In typical Ecuadorean fashion, the bus stopped about 500 times en route to Bahia, which added a couple hours to the trip (most long distance buses in Peru didn’t stop for anyone and everyone on the side of the road – a major difference to traveling here). Once we arrived, we hailed a cab and asked to be taken to the laundry mat. Of course the driver had no idea what we were talking about. Which laundry mat? What’s the address? What’s the name of it? All excellent questions… turns out that Bahia is a little larger than we were led to believe (chiquitita we were told) and there is indeed, more than one laundry mat. A quick phone call to the Nicolas Malo, and we were in a triciclo (a peddle-powered tuk-tuk) headed towards Grandma’s place. We checked in with Antonia at the laundry mat, and she warmly showed us into the tiny, but very cute apartment next door. It has a small, but fully stocked kitchen, two beds, and a great CD collection and stereo.
So, after eating (fried fish, what else?), grocery shopping, and finding a place to watch the World Cup, we’re now finally relaxing in our second free lodging in Ecuador, listening to Elle Fitzgerald, and enjoying the beer I wasn’t able to have yesterday (no alcohol sold on Sundays in Ecuador… wow).

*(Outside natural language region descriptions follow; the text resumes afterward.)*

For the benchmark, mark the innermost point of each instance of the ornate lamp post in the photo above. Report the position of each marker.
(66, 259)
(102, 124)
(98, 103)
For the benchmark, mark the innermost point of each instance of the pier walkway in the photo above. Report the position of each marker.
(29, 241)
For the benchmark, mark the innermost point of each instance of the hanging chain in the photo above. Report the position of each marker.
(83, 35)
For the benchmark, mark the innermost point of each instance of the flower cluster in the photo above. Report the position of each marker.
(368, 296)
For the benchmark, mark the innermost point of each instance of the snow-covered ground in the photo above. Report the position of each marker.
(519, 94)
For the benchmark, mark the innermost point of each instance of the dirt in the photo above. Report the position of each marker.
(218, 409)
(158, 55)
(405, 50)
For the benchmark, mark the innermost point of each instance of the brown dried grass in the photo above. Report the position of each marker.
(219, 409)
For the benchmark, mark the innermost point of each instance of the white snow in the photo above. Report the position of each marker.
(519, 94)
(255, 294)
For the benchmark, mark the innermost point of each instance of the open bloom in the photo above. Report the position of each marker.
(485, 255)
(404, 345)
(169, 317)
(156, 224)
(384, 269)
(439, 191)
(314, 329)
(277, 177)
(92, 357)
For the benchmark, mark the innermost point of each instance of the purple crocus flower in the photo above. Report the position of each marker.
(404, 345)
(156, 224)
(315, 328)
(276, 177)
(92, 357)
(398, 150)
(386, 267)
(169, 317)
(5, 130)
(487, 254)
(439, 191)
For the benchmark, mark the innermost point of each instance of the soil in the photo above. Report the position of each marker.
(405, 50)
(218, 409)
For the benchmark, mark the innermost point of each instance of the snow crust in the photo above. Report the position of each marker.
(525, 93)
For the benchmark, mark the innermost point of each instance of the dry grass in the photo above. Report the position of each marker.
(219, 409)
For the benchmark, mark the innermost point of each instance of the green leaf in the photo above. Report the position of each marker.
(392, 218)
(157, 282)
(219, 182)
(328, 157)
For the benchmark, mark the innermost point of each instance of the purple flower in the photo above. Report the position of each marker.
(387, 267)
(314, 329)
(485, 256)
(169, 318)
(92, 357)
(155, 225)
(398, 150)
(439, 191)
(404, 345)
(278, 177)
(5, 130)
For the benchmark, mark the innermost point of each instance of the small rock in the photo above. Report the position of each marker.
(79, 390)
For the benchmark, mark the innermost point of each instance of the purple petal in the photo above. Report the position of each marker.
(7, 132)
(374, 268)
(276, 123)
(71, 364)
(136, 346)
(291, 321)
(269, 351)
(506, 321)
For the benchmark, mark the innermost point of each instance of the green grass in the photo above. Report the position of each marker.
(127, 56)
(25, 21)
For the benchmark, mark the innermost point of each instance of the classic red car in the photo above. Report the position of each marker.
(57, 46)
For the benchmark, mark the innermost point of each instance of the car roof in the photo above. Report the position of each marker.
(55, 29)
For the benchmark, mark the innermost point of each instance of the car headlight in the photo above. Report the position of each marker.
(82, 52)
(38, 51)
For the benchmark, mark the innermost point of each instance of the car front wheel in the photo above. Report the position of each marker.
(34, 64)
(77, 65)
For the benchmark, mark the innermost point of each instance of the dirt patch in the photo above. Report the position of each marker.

Bahia is a lovely little beach town out on a point where the Chone River meets the ocean. This means we’re almost completely surrounded by water, with only about 7 blocks between the river and the ocean. The funky, whitewashed beach architecture is weathered and has seen better days. The humidity, salty air, bugs and tropical plants don’t let things look new for too long around here. We’re loving the warm ocean just one block from our front door.